Un rostro arrugado, 52 años de edad, tres décadas de carrera y 75 millones de discos vendidos no han provocado que Bryan Adams, con todo y el reconocimiento que lo rodea a nivel mundial y que le permite seguir girando, deje de sentir el nerviosismo propio de un adolescente cuando va a salir a dar un concierto.
«Increíble que lo diga, pero todavía me pongo nervioso cada noche en que salgo a tocar», me dijo Bryan en una entrevista reciente desde Damasco, minutos después de terminar un show de su Bare Bones World Tour, una gira muy distinta porque se atrevió a salir solamente con su amadísima guitarra a interpretar sus más grandes éxitos.
Bryan, el chico que gozó como nadie el verano del ’69, es de esos exponentes que se puede asociar fácilmente con la «música feliz», o al menos, con los ratos agradables de un melómano.
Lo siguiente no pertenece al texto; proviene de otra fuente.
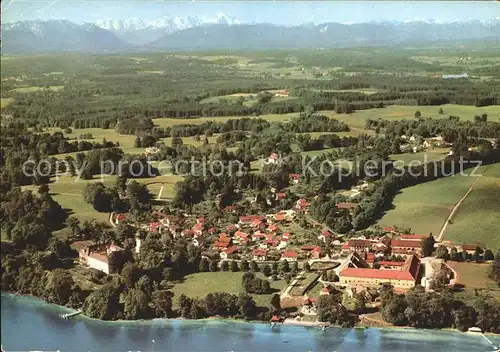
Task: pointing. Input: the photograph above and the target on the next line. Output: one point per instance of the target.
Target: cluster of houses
(95, 255)
(260, 238)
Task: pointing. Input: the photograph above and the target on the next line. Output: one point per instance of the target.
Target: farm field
(5, 101)
(399, 112)
(478, 217)
(166, 122)
(126, 141)
(36, 89)
(68, 191)
(154, 185)
(303, 284)
(427, 156)
(472, 275)
(367, 91)
(425, 207)
(250, 99)
(200, 284)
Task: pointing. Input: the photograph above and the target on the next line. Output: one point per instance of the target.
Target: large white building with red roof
(403, 277)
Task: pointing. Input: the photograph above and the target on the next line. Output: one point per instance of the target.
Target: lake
(29, 324)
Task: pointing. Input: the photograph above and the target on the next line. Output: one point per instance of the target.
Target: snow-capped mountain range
(226, 32)
(137, 31)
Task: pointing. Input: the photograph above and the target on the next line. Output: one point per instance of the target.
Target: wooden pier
(72, 314)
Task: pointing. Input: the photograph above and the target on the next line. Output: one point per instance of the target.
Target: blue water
(29, 324)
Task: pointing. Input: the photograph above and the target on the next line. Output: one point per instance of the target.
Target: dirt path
(455, 208)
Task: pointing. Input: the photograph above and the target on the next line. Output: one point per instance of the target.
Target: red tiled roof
(469, 247)
(346, 205)
(99, 256)
(224, 238)
(188, 232)
(370, 257)
(289, 254)
(409, 271)
(120, 217)
(250, 218)
(154, 225)
(260, 252)
(405, 244)
(377, 274)
(221, 244)
(231, 250)
(359, 243)
(198, 226)
(390, 263)
(279, 217)
(258, 235)
(81, 244)
(241, 234)
(412, 237)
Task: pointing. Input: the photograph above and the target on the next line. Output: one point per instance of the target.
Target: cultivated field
(472, 275)
(199, 285)
(399, 112)
(68, 191)
(422, 157)
(5, 101)
(36, 89)
(478, 217)
(425, 207)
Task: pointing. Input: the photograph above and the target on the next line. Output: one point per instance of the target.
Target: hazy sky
(279, 12)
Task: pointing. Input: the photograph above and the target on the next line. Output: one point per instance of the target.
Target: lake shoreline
(286, 322)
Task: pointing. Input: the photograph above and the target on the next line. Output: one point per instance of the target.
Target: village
(325, 263)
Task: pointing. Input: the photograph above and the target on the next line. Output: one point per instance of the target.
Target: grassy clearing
(422, 157)
(477, 218)
(5, 101)
(303, 284)
(473, 275)
(167, 122)
(399, 112)
(36, 89)
(68, 191)
(168, 182)
(199, 285)
(367, 91)
(249, 98)
(425, 207)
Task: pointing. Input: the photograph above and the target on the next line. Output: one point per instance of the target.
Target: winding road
(455, 208)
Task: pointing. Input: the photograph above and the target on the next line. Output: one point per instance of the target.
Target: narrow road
(160, 192)
(455, 208)
(111, 219)
(286, 293)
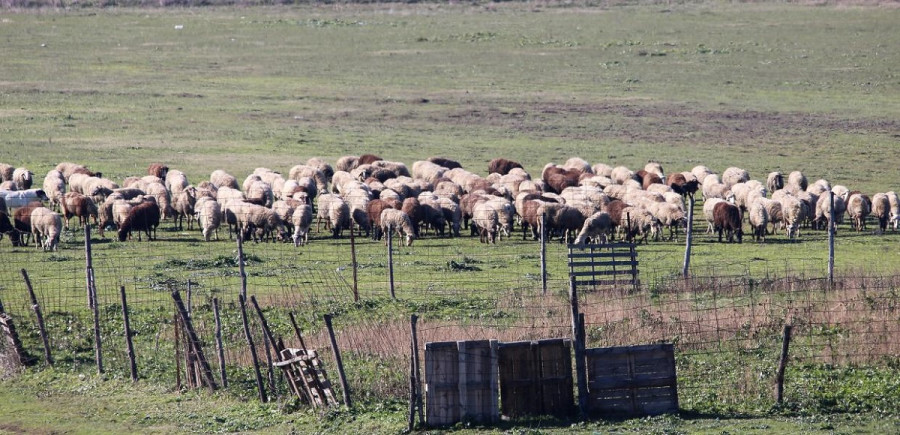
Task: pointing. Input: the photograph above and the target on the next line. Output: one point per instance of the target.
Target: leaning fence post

Un tipo sencillo, sonriente, optimista, capaz de sacar del horno un álbum como Bare Bones con canciones elegidas según las peticiones de sus fans en Twitter.
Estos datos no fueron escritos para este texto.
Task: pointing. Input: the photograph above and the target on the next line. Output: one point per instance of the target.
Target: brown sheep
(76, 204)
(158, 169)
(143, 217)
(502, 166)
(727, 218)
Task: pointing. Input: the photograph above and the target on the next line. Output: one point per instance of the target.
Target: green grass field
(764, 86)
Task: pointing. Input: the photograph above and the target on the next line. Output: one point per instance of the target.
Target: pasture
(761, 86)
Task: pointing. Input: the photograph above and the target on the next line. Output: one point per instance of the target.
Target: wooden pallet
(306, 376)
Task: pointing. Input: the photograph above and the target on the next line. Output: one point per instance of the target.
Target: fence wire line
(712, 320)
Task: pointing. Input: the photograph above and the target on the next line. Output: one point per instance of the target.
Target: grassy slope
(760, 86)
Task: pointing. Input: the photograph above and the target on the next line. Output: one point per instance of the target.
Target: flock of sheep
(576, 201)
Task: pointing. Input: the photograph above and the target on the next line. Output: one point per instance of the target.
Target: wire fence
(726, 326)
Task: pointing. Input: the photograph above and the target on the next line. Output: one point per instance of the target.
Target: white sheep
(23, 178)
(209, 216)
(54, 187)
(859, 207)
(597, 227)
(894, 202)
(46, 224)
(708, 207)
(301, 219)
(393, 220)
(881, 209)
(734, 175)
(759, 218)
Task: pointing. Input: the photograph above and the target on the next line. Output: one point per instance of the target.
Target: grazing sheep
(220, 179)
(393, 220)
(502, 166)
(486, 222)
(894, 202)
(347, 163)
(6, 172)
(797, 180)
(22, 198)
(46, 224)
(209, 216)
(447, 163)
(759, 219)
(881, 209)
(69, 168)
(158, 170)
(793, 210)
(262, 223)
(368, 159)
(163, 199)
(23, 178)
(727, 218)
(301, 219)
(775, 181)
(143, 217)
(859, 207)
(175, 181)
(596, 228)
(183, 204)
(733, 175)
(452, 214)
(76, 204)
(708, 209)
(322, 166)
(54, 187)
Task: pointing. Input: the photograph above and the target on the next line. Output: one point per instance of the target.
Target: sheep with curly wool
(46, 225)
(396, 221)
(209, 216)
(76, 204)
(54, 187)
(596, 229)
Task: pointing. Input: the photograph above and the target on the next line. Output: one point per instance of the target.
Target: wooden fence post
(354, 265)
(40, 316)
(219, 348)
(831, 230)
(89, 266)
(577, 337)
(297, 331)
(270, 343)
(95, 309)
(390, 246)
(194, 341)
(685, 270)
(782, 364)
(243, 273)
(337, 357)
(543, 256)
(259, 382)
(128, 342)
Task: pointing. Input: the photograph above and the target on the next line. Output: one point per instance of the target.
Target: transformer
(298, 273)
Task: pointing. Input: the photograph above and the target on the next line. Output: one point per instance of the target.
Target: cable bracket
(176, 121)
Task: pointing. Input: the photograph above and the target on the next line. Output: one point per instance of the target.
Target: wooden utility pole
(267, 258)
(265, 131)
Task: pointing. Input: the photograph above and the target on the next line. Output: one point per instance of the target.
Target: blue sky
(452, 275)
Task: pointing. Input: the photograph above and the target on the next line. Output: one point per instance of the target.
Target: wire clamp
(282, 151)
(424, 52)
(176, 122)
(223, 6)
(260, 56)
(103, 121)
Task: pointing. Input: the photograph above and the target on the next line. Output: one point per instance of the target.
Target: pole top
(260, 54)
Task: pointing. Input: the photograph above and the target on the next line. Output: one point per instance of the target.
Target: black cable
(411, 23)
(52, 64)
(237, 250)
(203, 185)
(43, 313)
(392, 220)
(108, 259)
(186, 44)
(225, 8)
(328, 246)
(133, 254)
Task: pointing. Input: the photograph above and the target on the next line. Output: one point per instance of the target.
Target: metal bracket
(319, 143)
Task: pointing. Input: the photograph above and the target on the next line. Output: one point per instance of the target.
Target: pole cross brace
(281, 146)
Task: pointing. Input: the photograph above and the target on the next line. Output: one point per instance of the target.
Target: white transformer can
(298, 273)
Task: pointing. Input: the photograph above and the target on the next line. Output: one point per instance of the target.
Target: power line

Además, el canadiense es un brillante productor, un incansable activista y un extraordinario fotógrafo, cuyo trabajo se ha exhibido en lugares como el Royal Ontario Museum de Toronto, la Saatchi y la National Portrait Gallery de Londres y la exhibición H. Stern de Sao Paulo.
Es el cantautor con más discos vendidos en la historia de Canadá, nominado a tres premios de la Academia y ganador de 18 galardones Juno, suficiente mérito para su inducción al Salón de la Fama de aquella nación en 2006.
Nada mal para aquel niño que desde temprana edad se enamoró de la guitarra y enfrentó de forma vehemente a su padre, un diplomático que se oponía a que se dedicara a la música.